Stephens: There are no certainties in life, football or politics. But the likelihood of Harris defeating Trump is low, in part because of the disapproval ratings I cited earlier, in part because she proved to be a poor campaigner when she ran for the Democratic nomination in 2020, in part because she has not had an especially distinguished tenure as veep, and in part because the one job she was given — dealing with the immigration crisis — is the one Americans feel especially sour about.
The two more plausible options for Democrats, it seems to me, is that either (a) she stays on as the vice-presidential nominee, with someone else at the top of the ticket, or (b) Democrats nominate Wes Moore or Georgia’s Raphael Warnock in her place. I’d be happy to see Moore at the top of the ticket, but he probably hasn’t been in office as governor long enough to be the presidential nominee.
Bouie: The argument for muscling Harris aside in favor of a nationally untested governor without deep and proven ties to key constituencies is much weaker than it looks. And that the downside risks of fracturing the Democratic Party should be considered as much as the upside chance of finding a Goldilocks candidate who offends no one, unifies the party, escapes the burden of Biden’s unpopularity, runs a competent campaign on the fly, and goes toe-to-toe with Trump.
Stephens: I don’t know what “muscling Harris aside” means, exactly.
Bouie: I’m not sure how else one describes the spectacle of party elites coordinating to keep the sitting vice president from getting the nomination after the president unexpectedly declines to continue his campaign. There is an implicit vision here of the Democratic Party as essentially a mid-20th-century machine. But as we continue to witness with dissatisfaction of supporters of Bernie Sanders with the conduct of the 2016 and 2020 primaries, the currency of the Democratic nomination process is democratic legitimacy. If this were an open nomination, yes, let the chips fall where they may. But this would be an unusual, highly contingent situation, and barring a democratic process, rank-and-file Democrats — like those who gave Biden the nomination — would have real, reasonable and legitimate questions to ask about the sidelining of Harris.

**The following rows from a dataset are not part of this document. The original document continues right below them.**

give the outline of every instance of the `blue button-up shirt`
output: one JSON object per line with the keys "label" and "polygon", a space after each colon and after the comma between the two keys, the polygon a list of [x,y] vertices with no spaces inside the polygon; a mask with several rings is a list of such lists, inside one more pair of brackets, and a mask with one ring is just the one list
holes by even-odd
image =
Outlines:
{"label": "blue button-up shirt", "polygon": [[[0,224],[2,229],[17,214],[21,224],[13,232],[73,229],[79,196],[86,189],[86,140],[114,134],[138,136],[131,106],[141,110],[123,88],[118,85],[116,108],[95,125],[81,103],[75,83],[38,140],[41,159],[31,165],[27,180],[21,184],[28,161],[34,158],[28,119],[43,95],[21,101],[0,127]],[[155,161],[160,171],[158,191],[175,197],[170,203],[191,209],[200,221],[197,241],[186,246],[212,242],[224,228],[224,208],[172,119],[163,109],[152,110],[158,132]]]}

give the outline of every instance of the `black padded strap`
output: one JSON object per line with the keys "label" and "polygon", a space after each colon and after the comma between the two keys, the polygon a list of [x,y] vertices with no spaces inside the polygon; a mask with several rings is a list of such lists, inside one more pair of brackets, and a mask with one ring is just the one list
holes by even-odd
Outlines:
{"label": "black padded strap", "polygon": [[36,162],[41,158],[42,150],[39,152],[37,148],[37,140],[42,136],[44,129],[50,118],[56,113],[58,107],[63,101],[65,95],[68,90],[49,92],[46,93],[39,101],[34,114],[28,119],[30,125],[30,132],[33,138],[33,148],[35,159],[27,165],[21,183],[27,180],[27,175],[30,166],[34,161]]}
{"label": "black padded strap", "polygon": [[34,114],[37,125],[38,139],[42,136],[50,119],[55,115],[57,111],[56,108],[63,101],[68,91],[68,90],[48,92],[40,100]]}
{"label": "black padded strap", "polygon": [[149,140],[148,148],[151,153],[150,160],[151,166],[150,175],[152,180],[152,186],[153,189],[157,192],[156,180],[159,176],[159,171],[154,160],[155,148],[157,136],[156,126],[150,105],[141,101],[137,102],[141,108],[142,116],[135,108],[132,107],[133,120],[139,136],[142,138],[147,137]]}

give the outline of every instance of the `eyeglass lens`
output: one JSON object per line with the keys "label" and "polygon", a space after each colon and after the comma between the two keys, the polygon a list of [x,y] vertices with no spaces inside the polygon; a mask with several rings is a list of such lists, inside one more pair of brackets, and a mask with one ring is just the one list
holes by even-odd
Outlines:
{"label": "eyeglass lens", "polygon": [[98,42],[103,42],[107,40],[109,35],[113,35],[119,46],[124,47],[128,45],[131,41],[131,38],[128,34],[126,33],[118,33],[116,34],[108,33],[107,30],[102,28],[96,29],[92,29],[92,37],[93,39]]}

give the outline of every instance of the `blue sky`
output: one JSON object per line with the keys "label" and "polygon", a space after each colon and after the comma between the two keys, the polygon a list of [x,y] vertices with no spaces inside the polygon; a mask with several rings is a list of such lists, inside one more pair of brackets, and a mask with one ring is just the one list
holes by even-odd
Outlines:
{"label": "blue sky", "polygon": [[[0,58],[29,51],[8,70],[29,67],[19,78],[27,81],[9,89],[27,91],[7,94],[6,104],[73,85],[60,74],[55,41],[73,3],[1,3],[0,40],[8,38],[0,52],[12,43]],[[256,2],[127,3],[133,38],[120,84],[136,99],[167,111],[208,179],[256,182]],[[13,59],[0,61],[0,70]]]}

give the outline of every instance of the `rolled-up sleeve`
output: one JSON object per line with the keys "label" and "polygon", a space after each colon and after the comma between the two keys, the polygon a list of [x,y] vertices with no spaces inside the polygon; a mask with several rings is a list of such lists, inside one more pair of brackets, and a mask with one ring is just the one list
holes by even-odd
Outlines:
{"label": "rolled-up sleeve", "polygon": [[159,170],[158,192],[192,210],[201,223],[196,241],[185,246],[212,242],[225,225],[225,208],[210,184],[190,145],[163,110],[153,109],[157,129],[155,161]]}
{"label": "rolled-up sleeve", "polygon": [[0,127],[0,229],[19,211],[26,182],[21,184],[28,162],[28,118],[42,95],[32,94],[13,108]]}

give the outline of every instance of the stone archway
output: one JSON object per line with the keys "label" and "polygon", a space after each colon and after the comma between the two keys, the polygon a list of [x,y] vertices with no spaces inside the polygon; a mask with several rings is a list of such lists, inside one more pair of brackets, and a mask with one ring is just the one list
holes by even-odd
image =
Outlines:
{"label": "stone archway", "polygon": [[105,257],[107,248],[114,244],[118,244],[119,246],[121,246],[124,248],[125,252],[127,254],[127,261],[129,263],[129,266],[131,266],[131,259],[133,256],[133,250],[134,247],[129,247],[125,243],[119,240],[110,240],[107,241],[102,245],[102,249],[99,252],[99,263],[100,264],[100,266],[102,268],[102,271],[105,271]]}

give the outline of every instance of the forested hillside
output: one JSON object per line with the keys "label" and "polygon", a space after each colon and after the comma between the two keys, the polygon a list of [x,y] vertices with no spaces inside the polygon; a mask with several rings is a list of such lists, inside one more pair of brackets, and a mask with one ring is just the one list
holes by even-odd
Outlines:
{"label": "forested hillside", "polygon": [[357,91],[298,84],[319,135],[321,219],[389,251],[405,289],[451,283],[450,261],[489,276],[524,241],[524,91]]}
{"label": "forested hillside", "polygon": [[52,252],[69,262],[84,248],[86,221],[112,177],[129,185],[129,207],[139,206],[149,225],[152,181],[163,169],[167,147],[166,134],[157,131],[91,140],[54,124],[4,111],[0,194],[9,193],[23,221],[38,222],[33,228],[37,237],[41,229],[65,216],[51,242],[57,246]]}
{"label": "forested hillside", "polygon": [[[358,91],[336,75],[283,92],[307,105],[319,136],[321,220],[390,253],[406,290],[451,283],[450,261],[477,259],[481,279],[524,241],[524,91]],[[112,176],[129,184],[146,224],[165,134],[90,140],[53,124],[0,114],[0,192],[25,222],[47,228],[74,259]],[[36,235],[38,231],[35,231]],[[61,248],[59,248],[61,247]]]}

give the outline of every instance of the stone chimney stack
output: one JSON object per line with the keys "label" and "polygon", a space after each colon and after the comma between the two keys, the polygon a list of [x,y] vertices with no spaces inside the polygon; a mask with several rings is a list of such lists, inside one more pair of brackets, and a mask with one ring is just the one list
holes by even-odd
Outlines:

Stephens: Biden was muscled aside in 2016 to make way for Hillary Clinton. George H.W. Bush wasn’t simply handed the nomination in 1988. Nelson Rockefeller was pushed off the ticket in 1976 (and Gerald Ford nearly won). Going back further, vice presidents were repeatedly cast out whenever they didn’t suit the needs of the ticket — from Henry Wallace to Hannibal Hamlin and so on. The party should choose the candidate it believes has the best shot at defeating Donald Trump. That’s the only relevant criterion, whether it’s the “party elites” who are making the decision (an elite that includes many minority voices in the party) or the rank-and-file.